Anyway, I digress. Ammachi’s sambar is the best I’ve ever had. I’ve tried making it in the past, but never gave it due justice because I made it from memory and would make things up as I went. I found my old recipe notebook, and realised that I had her sambar recipe noted down. This afternoon I thought I’d make it exactly as the recipe to see if it turned out just as tasty. The end result was fantastic. I doubt it’ll ever be as tasty as Ammachi’s, but this was pretty close.

(a) You’ll need: 

  • 1 cup toor dal
  • 1/2 teaspoon turmeric powder
  • 1 green chili
  • 1 french shallot
  • 1 small tomato
  • 1/2 potato – peeled, diced
  • 1 carrot – peeled, diced
  • *(use any other vegetable you have lying around your fridge)

(b) You’ll need:

  • 1 tablespoon ghee
  • 1/2 teaspoon mustard seeds
  • 1/2 teaspoon fenugreek seeds
  • 1 dried chili – broken in half
  • 1 french shallot – sliced finely
  • 1/3 teaspoon hing
  • Salt to taste
  • 1 sprig curry leaves

(c) You’ll need: 

  • 1 heaped teaspoon tamarind paste
  • 3/4 tablespoon Baba’s fish curry powder (I use the spicy version)
  • 1/2 teaspoon roasted pepper and methi powder
  • 2 tablespoon fresh coriander – chopped finely
  • 1 cup of water (or more as needed)

Pressure cook (a) ingredients. Once cooked, use a whisk and stir well. This will help the vegetables and dal to break down.

Heat ghee in a pot, add onions, hing, dried chili and salt. Fry until soft. Push onions aside, add a little more ghee if required. Add mustard seeds, fenugreek seeds and curry leaves. Allow to cook until mustard seeds pop. Remove from heat.

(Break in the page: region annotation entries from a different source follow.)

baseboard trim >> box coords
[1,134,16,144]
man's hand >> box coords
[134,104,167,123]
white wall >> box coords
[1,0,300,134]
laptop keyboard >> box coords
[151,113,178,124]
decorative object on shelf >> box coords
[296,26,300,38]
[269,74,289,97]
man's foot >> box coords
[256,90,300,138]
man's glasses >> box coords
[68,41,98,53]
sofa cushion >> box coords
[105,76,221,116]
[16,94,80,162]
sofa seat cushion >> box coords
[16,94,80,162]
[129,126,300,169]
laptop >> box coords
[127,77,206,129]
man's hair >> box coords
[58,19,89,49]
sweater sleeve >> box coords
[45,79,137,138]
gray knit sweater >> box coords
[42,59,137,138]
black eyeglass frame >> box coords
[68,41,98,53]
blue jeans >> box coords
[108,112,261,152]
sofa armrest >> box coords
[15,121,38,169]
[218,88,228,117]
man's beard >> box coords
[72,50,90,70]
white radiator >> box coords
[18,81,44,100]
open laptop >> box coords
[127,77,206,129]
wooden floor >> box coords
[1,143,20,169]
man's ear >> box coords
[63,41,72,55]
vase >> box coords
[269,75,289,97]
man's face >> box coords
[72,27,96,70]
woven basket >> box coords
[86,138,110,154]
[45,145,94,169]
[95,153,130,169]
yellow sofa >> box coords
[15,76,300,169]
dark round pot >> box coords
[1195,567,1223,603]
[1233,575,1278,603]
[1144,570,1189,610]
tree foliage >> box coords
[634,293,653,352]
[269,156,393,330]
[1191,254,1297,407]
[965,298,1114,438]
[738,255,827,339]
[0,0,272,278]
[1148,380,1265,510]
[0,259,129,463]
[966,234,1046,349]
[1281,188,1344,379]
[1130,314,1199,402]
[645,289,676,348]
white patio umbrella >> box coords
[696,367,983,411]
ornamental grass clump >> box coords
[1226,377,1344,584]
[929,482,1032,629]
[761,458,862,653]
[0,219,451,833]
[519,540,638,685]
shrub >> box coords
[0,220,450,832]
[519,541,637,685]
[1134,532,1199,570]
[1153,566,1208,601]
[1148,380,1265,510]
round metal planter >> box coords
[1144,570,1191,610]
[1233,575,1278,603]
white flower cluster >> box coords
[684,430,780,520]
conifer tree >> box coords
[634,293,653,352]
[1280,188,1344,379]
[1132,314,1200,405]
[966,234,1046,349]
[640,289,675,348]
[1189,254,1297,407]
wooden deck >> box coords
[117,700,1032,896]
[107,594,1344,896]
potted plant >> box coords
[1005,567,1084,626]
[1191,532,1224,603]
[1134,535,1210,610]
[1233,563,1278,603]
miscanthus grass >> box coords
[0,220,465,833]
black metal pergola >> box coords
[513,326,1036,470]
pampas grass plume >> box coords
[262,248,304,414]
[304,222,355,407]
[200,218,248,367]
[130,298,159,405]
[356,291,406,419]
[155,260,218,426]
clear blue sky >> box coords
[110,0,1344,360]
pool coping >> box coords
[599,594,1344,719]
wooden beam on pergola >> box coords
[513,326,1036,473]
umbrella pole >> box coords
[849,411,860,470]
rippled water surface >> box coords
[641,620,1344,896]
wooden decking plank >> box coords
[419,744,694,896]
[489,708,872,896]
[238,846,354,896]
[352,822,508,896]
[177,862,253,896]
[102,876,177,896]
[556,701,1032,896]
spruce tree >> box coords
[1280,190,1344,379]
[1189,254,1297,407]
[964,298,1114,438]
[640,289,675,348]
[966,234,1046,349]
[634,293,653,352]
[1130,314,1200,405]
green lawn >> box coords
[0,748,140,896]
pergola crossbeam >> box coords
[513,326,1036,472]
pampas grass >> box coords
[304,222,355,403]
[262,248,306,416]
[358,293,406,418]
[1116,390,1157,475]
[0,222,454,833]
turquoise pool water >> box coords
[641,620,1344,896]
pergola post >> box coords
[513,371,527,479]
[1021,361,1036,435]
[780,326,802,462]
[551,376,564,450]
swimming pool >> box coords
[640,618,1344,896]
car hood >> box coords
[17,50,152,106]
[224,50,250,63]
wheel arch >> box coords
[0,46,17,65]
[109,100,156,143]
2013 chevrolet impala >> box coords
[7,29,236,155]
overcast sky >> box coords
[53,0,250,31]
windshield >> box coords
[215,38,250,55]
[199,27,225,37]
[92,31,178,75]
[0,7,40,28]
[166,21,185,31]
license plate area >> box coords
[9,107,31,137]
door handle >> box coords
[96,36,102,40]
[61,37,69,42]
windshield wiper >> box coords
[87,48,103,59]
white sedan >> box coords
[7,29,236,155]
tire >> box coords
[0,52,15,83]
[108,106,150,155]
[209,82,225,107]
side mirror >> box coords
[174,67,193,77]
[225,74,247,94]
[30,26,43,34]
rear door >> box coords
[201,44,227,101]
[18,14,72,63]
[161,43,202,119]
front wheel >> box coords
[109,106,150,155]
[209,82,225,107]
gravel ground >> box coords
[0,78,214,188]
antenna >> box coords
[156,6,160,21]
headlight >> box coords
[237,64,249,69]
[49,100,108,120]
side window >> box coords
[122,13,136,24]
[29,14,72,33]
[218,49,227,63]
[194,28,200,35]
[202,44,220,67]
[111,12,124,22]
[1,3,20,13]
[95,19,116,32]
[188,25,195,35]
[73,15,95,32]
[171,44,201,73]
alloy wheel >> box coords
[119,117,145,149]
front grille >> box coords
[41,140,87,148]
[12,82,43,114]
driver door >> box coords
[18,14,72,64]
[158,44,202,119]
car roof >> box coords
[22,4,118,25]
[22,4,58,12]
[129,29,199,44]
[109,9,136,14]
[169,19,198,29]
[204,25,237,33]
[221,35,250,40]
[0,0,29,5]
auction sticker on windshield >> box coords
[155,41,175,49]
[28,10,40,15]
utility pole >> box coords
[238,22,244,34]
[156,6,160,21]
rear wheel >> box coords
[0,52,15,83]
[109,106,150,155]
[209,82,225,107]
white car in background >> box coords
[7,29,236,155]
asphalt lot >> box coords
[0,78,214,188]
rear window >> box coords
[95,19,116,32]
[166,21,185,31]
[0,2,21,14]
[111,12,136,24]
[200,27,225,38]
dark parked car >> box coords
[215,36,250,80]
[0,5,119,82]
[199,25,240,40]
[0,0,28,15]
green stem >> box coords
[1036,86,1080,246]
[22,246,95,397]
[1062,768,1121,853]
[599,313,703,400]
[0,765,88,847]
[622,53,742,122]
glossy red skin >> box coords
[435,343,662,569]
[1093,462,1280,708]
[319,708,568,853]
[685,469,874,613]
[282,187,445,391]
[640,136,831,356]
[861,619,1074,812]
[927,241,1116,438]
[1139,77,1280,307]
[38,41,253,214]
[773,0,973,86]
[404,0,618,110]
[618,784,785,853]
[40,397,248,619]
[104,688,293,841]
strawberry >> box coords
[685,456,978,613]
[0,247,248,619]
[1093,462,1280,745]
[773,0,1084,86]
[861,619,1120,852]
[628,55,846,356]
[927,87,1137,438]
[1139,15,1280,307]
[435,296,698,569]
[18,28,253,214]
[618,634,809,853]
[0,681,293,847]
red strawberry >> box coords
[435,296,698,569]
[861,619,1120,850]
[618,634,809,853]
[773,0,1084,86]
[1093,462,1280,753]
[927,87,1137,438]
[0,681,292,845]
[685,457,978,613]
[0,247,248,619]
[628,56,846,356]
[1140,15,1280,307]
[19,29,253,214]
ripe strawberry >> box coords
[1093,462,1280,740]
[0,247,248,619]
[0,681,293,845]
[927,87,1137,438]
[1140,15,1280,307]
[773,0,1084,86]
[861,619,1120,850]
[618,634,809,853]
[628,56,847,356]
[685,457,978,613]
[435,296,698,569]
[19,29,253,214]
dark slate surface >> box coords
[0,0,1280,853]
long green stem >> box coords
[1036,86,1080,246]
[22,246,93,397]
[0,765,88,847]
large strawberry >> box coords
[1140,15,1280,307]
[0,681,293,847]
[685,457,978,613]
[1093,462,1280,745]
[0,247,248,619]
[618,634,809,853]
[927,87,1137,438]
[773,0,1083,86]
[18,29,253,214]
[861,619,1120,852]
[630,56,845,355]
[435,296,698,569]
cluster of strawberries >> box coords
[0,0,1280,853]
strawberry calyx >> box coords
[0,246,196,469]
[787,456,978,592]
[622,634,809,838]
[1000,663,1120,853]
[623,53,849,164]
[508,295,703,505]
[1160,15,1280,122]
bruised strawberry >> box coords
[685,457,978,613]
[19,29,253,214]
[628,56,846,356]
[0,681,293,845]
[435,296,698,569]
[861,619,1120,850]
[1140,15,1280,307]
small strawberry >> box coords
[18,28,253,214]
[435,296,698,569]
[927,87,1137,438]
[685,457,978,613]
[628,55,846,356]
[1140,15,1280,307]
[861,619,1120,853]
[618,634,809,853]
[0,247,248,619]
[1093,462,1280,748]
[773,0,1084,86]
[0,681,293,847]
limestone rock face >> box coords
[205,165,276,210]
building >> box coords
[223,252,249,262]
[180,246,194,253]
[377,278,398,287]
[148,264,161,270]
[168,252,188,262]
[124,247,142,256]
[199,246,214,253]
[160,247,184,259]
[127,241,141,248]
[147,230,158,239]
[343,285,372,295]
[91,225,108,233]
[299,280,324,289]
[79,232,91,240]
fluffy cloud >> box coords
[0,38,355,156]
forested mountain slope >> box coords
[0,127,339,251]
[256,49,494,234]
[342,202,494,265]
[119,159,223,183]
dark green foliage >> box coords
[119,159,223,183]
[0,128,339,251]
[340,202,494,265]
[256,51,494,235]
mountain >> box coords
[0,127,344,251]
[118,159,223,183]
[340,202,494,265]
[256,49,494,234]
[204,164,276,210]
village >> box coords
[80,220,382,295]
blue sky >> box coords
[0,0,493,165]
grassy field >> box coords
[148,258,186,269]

Add all the ingredients in (c) to the fried spices. The water helps deglaze the pot. You don’t want to waste all the good flavour from frying the onions in ghee. Add this mix to the cooked dal and vegetables. Add more water if required. You don’t want the sambar too thick.

Bring the sambar to a light boil. Stir well. Serve with hot rice and ghee. Enjoy!

As the sambar cools, it will thicken. Just add water as required.